The outlet also noted that Reed announced his intent to run in the mayoral election on WSFA 12 News back in February. His platform was based in efforts to strengthen the city's police force, garnering more support for schools, and adding jobs.

He once served as a probate judge.

In November 2012, Reed was elected as a Montgomery County Probate Judge.

Reed also previously worked as a financial analyst in the Marketing Performance department at American Airlines corporate headquarters in Fort Worth, Texas, before deciding to throw is hat in the political ring. According to his biography on the Montgomery County website, Reed started a government relations firm to advocate issues before the Alabama legislature and went on to serve as Senior Aide to Lieutenant Governor Jim Folsom, Jr.

He is a graduate of Morehouse College, an HBCU.

Reed is now the second mayor of a major Alabama city to have graduated from Morehouse College, a historically black college in Atlanta, Georgia, along with Birmingham Mayor Randall Woodfin.

"He's cut from a cloth that when he puts his mind to something he relentlessly pursues it with passion and conviction," former Morehouse College football teammate Marcus Glover told the Montgomery Advertiser of Reed in October.

According to Reed, race still plays a large factor in the way he sees things. "To see things come to where they are right now, when you think of what took place in this country—from the first enslaved Africans being brought here [to Virginia] in 1619, to this city being founded in 1819, to the city electing its first black mayor in 2019—the significance of it is also found in the possibilities that we are now afforded," he said in an interview with Time the day before the swearing-in ceremony. "And the hope it has given people that we will progress to a New South."

His father was politically active, as well.

Reed's father, Joe Reed, was once the esteemed leader of the Alabama Democratic Conference—the state's foremost black political organization, as reported by Alabama Media Group.

The longtime leader made local headlines back in March for a strongly-worded letter calling for early elections for Alabama's Democratic leaders. "The opposition is trying to reduce, undermine, weaken and divide black influence in the Alabama Democratic Party," the new mayor's father wrote. "We must not let this old divide and conquer trick work."

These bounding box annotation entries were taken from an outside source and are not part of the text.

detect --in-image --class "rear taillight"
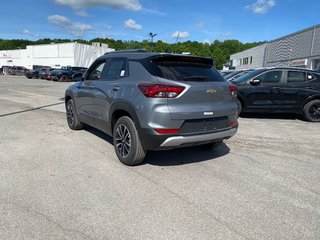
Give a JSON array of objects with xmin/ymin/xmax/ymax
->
[
  {"xmin": 138, "ymin": 84, "xmax": 185, "ymax": 98},
  {"xmin": 229, "ymin": 120, "xmax": 239, "ymax": 127},
  {"xmin": 154, "ymin": 128, "xmax": 179, "ymax": 134},
  {"xmin": 229, "ymin": 85, "xmax": 238, "ymax": 97}
]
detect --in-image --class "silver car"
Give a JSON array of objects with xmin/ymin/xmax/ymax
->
[{"xmin": 65, "ymin": 50, "xmax": 238, "ymax": 165}]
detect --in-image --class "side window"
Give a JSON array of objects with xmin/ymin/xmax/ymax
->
[
  {"xmin": 307, "ymin": 72, "xmax": 320, "ymax": 81},
  {"xmin": 103, "ymin": 58, "xmax": 127, "ymax": 80},
  {"xmin": 257, "ymin": 71, "xmax": 282, "ymax": 83},
  {"xmin": 287, "ymin": 71, "xmax": 306, "ymax": 82},
  {"xmin": 88, "ymin": 62, "xmax": 106, "ymax": 80}
]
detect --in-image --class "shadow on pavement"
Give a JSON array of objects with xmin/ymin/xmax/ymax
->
[
  {"xmin": 240, "ymin": 113, "xmax": 305, "ymax": 121},
  {"xmin": 85, "ymin": 126, "xmax": 230, "ymax": 166}
]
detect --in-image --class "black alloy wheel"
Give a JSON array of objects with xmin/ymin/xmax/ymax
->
[
  {"xmin": 113, "ymin": 116, "xmax": 146, "ymax": 166},
  {"xmin": 303, "ymin": 99, "xmax": 320, "ymax": 122},
  {"xmin": 66, "ymin": 99, "xmax": 82, "ymax": 130}
]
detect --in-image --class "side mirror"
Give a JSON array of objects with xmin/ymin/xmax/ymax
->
[
  {"xmin": 72, "ymin": 73, "xmax": 83, "ymax": 82},
  {"xmin": 249, "ymin": 78, "xmax": 261, "ymax": 86}
]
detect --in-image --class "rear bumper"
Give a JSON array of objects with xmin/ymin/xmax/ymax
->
[
  {"xmin": 138, "ymin": 127, "xmax": 238, "ymax": 150},
  {"xmin": 160, "ymin": 128, "xmax": 237, "ymax": 147}
]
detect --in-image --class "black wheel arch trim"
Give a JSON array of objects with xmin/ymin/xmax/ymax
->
[
  {"xmin": 302, "ymin": 94, "xmax": 320, "ymax": 108},
  {"xmin": 107, "ymin": 101, "xmax": 141, "ymax": 136}
]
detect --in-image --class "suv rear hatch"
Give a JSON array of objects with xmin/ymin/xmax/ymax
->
[{"xmin": 152, "ymin": 55, "xmax": 236, "ymax": 121}]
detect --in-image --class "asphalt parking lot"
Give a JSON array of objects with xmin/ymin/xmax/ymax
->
[{"xmin": 0, "ymin": 76, "xmax": 320, "ymax": 240}]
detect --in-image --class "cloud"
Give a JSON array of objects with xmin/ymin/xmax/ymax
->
[
  {"xmin": 47, "ymin": 15, "xmax": 92, "ymax": 37},
  {"xmin": 171, "ymin": 31, "xmax": 190, "ymax": 38},
  {"xmin": 220, "ymin": 32, "xmax": 233, "ymax": 38},
  {"xmin": 22, "ymin": 28, "xmax": 39, "ymax": 37},
  {"xmin": 141, "ymin": 8, "xmax": 167, "ymax": 16},
  {"xmin": 202, "ymin": 39, "xmax": 212, "ymax": 44},
  {"xmin": 124, "ymin": 19, "xmax": 142, "ymax": 30},
  {"xmin": 76, "ymin": 9, "xmax": 89, "ymax": 17},
  {"xmin": 245, "ymin": 0, "xmax": 276, "ymax": 14},
  {"xmin": 196, "ymin": 22, "xmax": 204, "ymax": 29},
  {"xmin": 103, "ymin": 24, "xmax": 112, "ymax": 30},
  {"xmin": 54, "ymin": 0, "xmax": 142, "ymax": 11}
]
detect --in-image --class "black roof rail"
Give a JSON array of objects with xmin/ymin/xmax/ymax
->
[{"xmin": 105, "ymin": 48, "xmax": 148, "ymax": 55}]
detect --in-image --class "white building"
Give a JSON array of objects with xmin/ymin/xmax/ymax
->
[
  {"xmin": 0, "ymin": 42, "xmax": 114, "ymax": 69},
  {"xmin": 230, "ymin": 24, "xmax": 320, "ymax": 70}
]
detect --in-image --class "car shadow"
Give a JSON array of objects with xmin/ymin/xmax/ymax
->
[
  {"xmin": 240, "ymin": 113, "xmax": 305, "ymax": 121},
  {"xmin": 84, "ymin": 126, "xmax": 230, "ymax": 166},
  {"xmin": 142, "ymin": 143, "xmax": 230, "ymax": 166}
]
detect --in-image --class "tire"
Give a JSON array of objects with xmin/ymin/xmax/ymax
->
[
  {"xmin": 237, "ymin": 99, "xmax": 242, "ymax": 116},
  {"xmin": 59, "ymin": 75, "xmax": 68, "ymax": 82},
  {"xmin": 199, "ymin": 140, "xmax": 223, "ymax": 150},
  {"xmin": 303, "ymin": 99, "xmax": 320, "ymax": 122},
  {"xmin": 113, "ymin": 116, "xmax": 146, "ymax": 166},
  {"xmin": 66, "ymin": 99, "xmax": 83, "ymax": 130}
]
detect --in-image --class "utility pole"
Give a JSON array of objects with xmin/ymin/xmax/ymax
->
[
  {"xmin": 176, "ymin": 32, "xmax": 180, "ymax": 44},
  {"xmin": 148, "ymin": 32, "xmax": 157, "ymax": 43}
]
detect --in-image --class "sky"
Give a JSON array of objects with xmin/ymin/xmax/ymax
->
[{"xmin": 0, "ymin": 0, "xmax": 320, "ymax": 43}]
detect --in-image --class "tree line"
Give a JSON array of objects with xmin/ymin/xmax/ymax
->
[{"xmin": 0, "ymin": 38, "xmax": 263, "ymax": 69}]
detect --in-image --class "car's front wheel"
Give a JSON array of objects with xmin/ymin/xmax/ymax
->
[
  {"xmin": 303, "ymin": 99, "xmax": 320, "ymax": 122},
  {"xmin": 113, "ymin": 116, "xmax": 146, "ymax": 166},
  {"xmin": 66, "ymin": 99, "xmax": 82, "ymax": 130}
]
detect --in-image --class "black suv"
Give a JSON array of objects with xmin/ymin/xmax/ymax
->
[
  {"xmin": 65, "ymin": 48, "xmax": 238, "ymax": 165},
  {"xmin": 232, "ymin": 68, "xmax": 320, "ymax": 122}
]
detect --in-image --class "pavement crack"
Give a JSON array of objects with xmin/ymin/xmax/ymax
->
[
  {"xmin": 1, "ymin": 200, "xmax": 94, "ymax": 240},
  {"xmin": 132, "ymin": 169, "xmax": 253, "ymax": 240}
]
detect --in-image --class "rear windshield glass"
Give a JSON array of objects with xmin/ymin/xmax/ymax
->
[
  {"xmin": 139, "ymin": 55, "xmax": 226, "ymax": 82},
  {"xmin": 232, "ymin": 69, "xmax": 265, "ymax": 83}
]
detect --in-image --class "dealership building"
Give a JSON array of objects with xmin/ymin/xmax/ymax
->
[
  {"xmin": 0, "ymin": 42, "xmax": 114, "ymax": 69},
  {"xmin": 229, "ymin": 24, "xmax": 320, "ymax": 70}
]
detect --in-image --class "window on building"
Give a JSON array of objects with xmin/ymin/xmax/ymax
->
[
  {"xmin": 88, "ymin": 62, "xmax": 106, "ymax": 80},
  {"xmin": 256, "ymin": 71, "xmax": 282, "ymax": 83},
  {"xmin": 243, "ymin": 57, "xmax": 249, "ymax": 65},
  {"xmin": 104, "ymin": 58, "xmax": 127, "ymax": 80}
]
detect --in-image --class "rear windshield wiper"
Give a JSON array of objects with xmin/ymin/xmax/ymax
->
[{"xmin": 181, "ymin": 76, "xmax": 208, "ymax": 82}]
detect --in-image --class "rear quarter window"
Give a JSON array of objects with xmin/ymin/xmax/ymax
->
[{"xmin": 142, "ymin": 56, "xmax": 226, "ymax": 82}]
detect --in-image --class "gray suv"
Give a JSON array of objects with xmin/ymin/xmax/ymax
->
[{"xmin": 65, "ymin": 50, "xmax": 238, "ymax": 165}]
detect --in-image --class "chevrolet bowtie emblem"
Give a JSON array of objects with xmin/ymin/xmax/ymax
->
[{"xmin": 207, "ymin": 88, "xmax": 217, "ymax": 94}]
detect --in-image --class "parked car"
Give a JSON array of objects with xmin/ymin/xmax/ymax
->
[
  {"xmin": 223, "ymin": 69, "xmax": 253, "ymax": 81},
  {"xmin": 65, "ymin": 51, "xmax": 238, "ymax": 165},
  {"xmin": 39, "ymin": 68, "xmax": 58, "ymax": 80},
  {"xmin": 51, "ymin": 67, "xmax": 87, "ymax": 82},
  {"xmin": 9, "ymin": 66, "xmax": 27, "ymax": 76},
  {"xmin": 25, "ymin": 68, "xmax": 48, "ymax": 79},
  {"xmin": 232, "ymin": 68, "xmax": 320, "ymax": 122}
]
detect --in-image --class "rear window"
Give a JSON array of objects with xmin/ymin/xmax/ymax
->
[{"xmin": 143, "ymin": 56, "xmax": 226, "ymax": 82}]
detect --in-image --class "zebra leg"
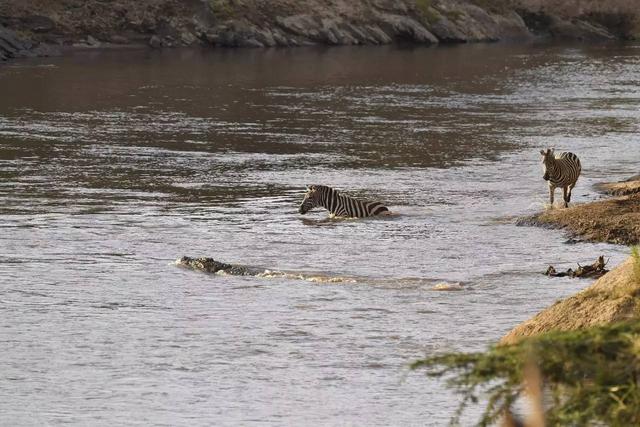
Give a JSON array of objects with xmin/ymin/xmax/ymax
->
[{"xmin": 567, "ymin": 183, "xmax": 576, "ymax": 203}]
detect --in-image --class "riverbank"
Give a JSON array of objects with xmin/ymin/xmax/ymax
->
[
  {"xmin": 0, "ymin": 0, "xmax": 640, "ymax": 60},
  {"xmin": 500, "ymin": 176, "xmax": 640, "ymax": 344}
]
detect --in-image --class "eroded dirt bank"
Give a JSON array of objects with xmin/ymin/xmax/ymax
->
[
  {"xmin": 500, "ymin": 176, "xmax": 640, "ymax": 344},
  {"xmin": 0, "ymin": 0, "xmax": 640, "ymax": 60},
  {"xmin": 519, "ymin": 177, "xmax": 640, "ymax": 245}
]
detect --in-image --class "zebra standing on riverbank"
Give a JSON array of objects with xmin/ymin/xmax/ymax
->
[
  {"xmin": 299, "ymin": 185, "xmax": 390, "ymax": 218},
  {"xmin": 540, "ymin": 148, "xmax": 582, "ymax": 208}
]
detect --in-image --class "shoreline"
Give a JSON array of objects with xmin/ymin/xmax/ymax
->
[
  {"xmin": 498, "ymin": 175, "xmax": 640, "ymax": 345},
  {"xmin": 516, "ymin": 176, "xmax": 640, "ymax": 246},
  {"xmin": 0, "ymin": 0, "xmax": 640, "ymax": 62}
]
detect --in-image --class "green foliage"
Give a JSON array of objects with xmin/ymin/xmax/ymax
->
[
  {"xmin": 415, "ymin": 0, "xmax": 439, "ymax": 23},
  {"xmin": 411, "ymin": 321, "xmax": 640, "ymax": 426},
  {"xmin": 209, "ymin": 0, "xmax": 234, "ymax": 19},
  {"xmin": 631, "ymin": 246, "xmax": 640, "ymax": 285}
]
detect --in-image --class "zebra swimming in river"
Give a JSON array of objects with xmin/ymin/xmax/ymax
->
[
  {"xmin": 299, "ymin": 185, "xmax": 391, "ymax": 218},
  {"xmin": 540, "ymin": 148, "xmax": 582, "ymax": 208}
]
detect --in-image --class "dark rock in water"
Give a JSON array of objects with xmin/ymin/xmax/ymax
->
[
  {"xmin": 111, "ymin": 34, "xmax": 129, "ymax": 44},
  {"xmin": 87, "ymin": 36, "xmax": 100, "ymax": 46},
  {"xmin": 176, "ymin": 256, "xmax": 264, "ymax": 276},
  {"xmin": 21, "ymin": 15, "xmax": 56, "ymax": 33}
]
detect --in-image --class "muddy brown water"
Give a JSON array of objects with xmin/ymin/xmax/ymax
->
[{"xmin": 0, "ymin": 44, "xmax": 640, "ymax": 426}]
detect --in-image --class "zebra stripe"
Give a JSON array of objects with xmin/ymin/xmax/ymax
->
[
  {"xmin": 299, "ymin": 185, "xmax": 389, "ymax": 218},
  {"xmin": 540, "ymin": 149, "xmax": 582, "ymax": 208}
]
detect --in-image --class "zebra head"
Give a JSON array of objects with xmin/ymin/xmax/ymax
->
[
  {"xmin": 540, "ymin": 148, "xmax": 556, "ymax": 181},
  {"xmin": 298, "ymin": 185, "xmax": 318, "ymax": 215},
  {"xmin": 298, "ymin": 185, "xmax": 324, "ymax": 215}
]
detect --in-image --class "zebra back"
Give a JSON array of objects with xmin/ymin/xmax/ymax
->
[{"xmin": 549, "ymin": 152, "xmax": 582, "ymax": 187}]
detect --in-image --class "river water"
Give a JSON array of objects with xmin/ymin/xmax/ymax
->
[{"xmin": 0, "ymin": 44, "xmax": 640, "ymax": 426}]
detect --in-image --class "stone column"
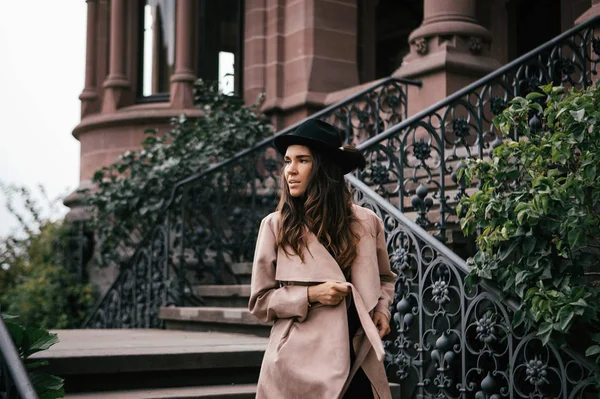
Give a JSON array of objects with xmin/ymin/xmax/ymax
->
[
  {"xmin": 394, "ymin": 0, "xmax": 500, "ymax": 115},
  {"xmin": 102, "ymin": 0, "xmax": 129, "ymax": 113},
  {"xmin": 79, "ymin": 0, "xmax": 98, "ymax": 118},
  {"xmin": 244, "ymin": 0, "xmax": 267, "ymax": 108},
  {"xmin": 575, "ymin": 0, "xmax": 600, "ymax": 25},
  {"xmin": 171, "ymin": 0, "xmax": 196, "ymax": 109},
  {"xmin": 263, "ymin": 0, "xmax": 359, "ymax": 129}
]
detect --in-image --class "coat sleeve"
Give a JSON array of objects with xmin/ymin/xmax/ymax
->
[
  {"xmin": 248, "ymin": 217, "xmax": 308, "ymax": 322},
  {"xmin": 375, "ymin": 218, "xmax": 396, "ymax": 320}
]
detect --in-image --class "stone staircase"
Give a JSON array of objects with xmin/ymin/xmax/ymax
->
[
  {"xmin": 34, "ymin": 329, "xmax": 267, "ymax": 399},
  {"xmin": 159, "ymin": 262, "xmax": 271, "ymax": 337},
  {"xmin": 72, "ymin": 18, "xmax": 600, "ymax": 398}
]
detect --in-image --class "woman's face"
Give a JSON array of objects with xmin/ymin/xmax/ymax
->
[{"xmin": 283, "ymin": 144, "xmax": 313, "ymax": 197}]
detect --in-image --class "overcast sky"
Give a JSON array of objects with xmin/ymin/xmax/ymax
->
[{"xmin": 0, "ymin": 0, "xmax": 86, "ymax": 236}]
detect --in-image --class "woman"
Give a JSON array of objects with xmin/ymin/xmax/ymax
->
[{"xmin": 249, "ymin": 120, "xmax": 395, "ymax": 399}]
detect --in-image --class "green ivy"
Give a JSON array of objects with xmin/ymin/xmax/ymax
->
[
  {"xmin": 0, "ymin": 182, "xmax": 97, "ymax": 329},
  {"xmin": 86, "ymin": 80, "xmax": 273, "ymax": 266},
  {"xmin": 457, "ymin": 85, "xmax": 600, "ymax": 376},
  {"xmin": 1, "ymin": 314, "xmax": 65, "ymax": 399}
]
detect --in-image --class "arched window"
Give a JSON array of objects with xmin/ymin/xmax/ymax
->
[
  {"xmin": 138, "ymin": 0, "xmax": 176, "ymax": 100},
  {"xmin": 196, "ymin": 0, "xmax": 244, "ymax": 96}
]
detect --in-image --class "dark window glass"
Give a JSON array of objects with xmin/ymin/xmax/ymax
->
[
  {"xmin": 139, "ymin": 0, "xmax": 176, "ymax": 97},
  {"xmin": 197, "ymin": 0, "xmax": 243, "ymax": 96}
]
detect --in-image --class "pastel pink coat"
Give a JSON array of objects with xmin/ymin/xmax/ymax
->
[{"xmin": 249, "ymin": 205, "xmax": 396, "ymax": 399}]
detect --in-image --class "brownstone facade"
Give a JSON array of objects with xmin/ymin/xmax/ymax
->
[{"xmin": 67, "ymin": 0, "xmax": 600, "ymax": 209}]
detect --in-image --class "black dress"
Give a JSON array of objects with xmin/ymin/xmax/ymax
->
[{"xmin": 342, "ymin": 280, "xmax": 373, "ymax": 399}]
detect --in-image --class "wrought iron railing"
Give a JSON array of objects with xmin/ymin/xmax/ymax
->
[
  {"xmin": 359, "ymin": 17, "xmax": 600, "ymax": 241},
  {"xmin": 84, "ymin": 78, "xmax": 419, "ymax": 328},
  {"xmin": 0, "ymin": 317, "xmax": 37, "ymax": 399},
  {"xmin": 348, "ymin": 176, "xmax": 598, "ymax": 399}
]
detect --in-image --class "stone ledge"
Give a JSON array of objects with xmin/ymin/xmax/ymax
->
[
  {"xmin": 65, "ymin": 384, "xmax": 256, "ymax": 399},
  {"xmin": 194, "ymin": 284, "xmax": 250, "ymax": 298},
  {"xmin": 32, "ymin": 329, "xmax": 267, "ymax": 376},
  {"xmin": 159, "ymin": 307, "xmax": 270, "ymax": 326}
]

He helped create Alabama Healthy Minds.

During his days as a judge, Reed helped to establish The Healthy Minds Network, an organization that worked to improve mental health care services in Alabama's River Region.

The network "has helped hundreds of people get the treatment and services they need instead of spending time in jail," according to Reed's campaign website. The network presented a glimmer of reform in a state where prisons have been found to be at once notoriously ill-equipped to deal with vulnerable inmates, and also the largest providers of mental health care.